The vast majority of member proposals, as well as their accompanying testimony, gave voice to bipartisan frustration with many internal procedures that effectively dictate how the House is run. Across the board—even from many subcommittee members hearing the proposals—lawmakers asked for rules changes that would facilitate the decentralization of decision and policymaking authority from leaders to congressional committees and rank-and-file members. As put to me in a recent conversation with Rep. Tom Reed (R-NY), “we want rules changes that allow legislators to be legislators again.”

For some, this means codifying rules changes that grant lawmakers increased time to read and understand legislation rather than rely on leadership talking points and voting instructions. Rep. Biggs (R-Ariz.), for example, proposed prohibiting waiving the three-day rule, which mandates that reported bill language be available to members for at least three legislative days before being eligible for consideration.

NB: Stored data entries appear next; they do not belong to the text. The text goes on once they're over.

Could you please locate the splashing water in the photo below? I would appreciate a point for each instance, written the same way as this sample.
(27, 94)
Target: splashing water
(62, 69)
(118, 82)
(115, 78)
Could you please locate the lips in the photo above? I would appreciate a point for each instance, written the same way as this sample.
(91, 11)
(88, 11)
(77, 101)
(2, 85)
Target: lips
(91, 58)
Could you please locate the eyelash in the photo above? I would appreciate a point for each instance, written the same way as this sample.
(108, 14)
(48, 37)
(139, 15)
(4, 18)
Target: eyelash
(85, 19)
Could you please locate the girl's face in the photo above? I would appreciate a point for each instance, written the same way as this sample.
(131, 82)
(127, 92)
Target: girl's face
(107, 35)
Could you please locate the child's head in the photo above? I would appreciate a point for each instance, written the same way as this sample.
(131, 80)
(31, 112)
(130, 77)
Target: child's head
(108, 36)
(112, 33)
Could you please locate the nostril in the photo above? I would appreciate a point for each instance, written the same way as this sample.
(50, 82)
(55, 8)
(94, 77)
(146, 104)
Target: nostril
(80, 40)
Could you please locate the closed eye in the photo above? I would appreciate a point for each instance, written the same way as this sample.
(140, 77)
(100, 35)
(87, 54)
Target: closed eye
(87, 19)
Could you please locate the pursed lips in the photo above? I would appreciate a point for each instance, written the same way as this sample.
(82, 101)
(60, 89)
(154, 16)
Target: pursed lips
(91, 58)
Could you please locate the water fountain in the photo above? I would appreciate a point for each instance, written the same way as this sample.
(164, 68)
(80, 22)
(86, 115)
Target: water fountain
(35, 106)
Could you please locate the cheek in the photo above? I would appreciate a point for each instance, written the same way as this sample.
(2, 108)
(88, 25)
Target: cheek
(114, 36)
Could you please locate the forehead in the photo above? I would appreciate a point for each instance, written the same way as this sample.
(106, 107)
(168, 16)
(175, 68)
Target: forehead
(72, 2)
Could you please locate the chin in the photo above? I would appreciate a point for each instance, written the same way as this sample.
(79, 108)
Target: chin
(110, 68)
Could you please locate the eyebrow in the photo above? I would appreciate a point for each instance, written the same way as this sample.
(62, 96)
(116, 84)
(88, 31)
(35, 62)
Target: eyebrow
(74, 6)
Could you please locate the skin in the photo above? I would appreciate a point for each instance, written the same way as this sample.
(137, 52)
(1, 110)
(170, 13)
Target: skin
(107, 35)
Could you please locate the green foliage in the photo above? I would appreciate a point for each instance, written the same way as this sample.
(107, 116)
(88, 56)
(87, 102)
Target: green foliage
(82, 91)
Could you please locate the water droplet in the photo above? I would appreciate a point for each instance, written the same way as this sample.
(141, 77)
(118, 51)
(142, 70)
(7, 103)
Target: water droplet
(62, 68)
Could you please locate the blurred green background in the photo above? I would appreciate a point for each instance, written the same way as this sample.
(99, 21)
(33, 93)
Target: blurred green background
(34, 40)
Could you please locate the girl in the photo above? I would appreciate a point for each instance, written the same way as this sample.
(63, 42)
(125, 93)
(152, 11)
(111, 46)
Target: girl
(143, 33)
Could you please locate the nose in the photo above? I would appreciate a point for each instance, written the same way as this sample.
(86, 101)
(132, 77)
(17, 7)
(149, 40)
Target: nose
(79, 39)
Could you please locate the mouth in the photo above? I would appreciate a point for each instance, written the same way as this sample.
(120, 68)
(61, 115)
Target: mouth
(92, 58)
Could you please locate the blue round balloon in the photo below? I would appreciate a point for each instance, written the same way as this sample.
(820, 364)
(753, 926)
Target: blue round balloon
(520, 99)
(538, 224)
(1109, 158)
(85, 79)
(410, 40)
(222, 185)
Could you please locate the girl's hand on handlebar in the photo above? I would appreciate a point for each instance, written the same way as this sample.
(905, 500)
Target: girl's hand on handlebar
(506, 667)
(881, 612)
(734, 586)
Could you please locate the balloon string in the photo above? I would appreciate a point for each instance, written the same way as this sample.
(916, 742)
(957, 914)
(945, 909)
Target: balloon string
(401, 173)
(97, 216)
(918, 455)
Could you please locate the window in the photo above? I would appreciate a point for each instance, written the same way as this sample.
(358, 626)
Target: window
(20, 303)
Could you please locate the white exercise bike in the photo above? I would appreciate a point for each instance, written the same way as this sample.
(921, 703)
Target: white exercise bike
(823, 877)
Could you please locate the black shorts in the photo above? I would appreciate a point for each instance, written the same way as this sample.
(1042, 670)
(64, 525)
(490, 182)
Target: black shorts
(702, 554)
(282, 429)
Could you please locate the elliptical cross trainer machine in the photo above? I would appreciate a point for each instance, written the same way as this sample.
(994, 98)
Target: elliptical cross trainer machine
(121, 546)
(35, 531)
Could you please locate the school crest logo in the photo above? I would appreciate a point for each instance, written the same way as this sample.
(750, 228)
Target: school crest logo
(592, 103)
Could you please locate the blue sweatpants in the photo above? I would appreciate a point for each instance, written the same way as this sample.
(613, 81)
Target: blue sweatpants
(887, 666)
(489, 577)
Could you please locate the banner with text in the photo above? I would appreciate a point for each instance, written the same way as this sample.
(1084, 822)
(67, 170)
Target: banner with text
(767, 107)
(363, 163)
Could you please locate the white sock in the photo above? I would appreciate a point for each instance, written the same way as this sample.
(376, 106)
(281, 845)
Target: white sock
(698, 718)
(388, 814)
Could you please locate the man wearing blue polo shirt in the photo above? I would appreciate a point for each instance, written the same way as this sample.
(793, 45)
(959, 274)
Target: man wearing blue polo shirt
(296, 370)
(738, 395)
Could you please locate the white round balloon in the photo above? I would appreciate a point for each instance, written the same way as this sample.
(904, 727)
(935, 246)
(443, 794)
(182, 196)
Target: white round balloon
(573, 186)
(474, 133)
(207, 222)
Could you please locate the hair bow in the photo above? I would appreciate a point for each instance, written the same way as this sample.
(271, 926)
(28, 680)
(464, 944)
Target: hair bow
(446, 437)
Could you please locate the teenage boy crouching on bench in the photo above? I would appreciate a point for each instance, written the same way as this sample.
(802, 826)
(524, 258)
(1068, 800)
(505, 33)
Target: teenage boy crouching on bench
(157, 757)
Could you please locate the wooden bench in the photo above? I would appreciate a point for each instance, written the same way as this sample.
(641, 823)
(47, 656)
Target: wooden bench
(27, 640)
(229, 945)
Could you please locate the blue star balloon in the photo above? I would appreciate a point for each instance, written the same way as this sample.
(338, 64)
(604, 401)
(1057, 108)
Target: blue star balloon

Others argue that rules changes are necessary incentivize members to take a more active role in legislating. As a first step, this means that fewer closed rules—a procedure that disallows amendments from being offered—be issued by the Rules Committee. In the words of Rep. McGovern (D-Mass.), “The Rules Committee has become the place where democracy goes to die” because of its outsize ability to structure floor debate or bottle up legislation that would pass if given a vote. (For the record, the 115th Congress has issued more closed rules than any other Congress.)

Other proposed changes put forward by Rep. Reed and the 48-member, bipartisan Problem Solvers Caucus he co-chairs include a guarantee that any bill with at least290 cosponsors receives a committee markup and committee-reported legislation receives privileged floor consideration. These proposals, Reed argues, would foster an incentive for bipartisanship. “Too much of what we do here as lawmakers is saying no and obstructing. That’s too easy. Changing the rules of the game would empower rank-and-file members from both sides of the aisle to get to yes. It’s long overdue.” Outside experts agree wholeheartedly.

Members are clamoring for a return to a semblance of regular order, a process under which most current lawmakers have never operated. If such proposals are adopted, members will be forced to exert more effort, more regularly, in all aspects of their jobs, from legislating to oversight. That’s a good thing, but it isn’t without cost. Open legislating is loud, hard, messy and uncertain—characteristics leaders of both parties have worked to avoid at all costs, especially when in the majority. Many more bills will go down in defeat. That’s OK if more members are playing a role.

The purpose of Congress, particularly the people’s House, is to provide a forum for open disagreement with avenues toward compromise. Debate is essential. It should be championed rather than shied away from. Elected Representatives should work to hash out agreements—yes, even bipartisan ones—with confidence that if successful their efforts will be awarded with committee and floor attention. The alternative is a few members deciding operations for the many. And we already know how that movie ends.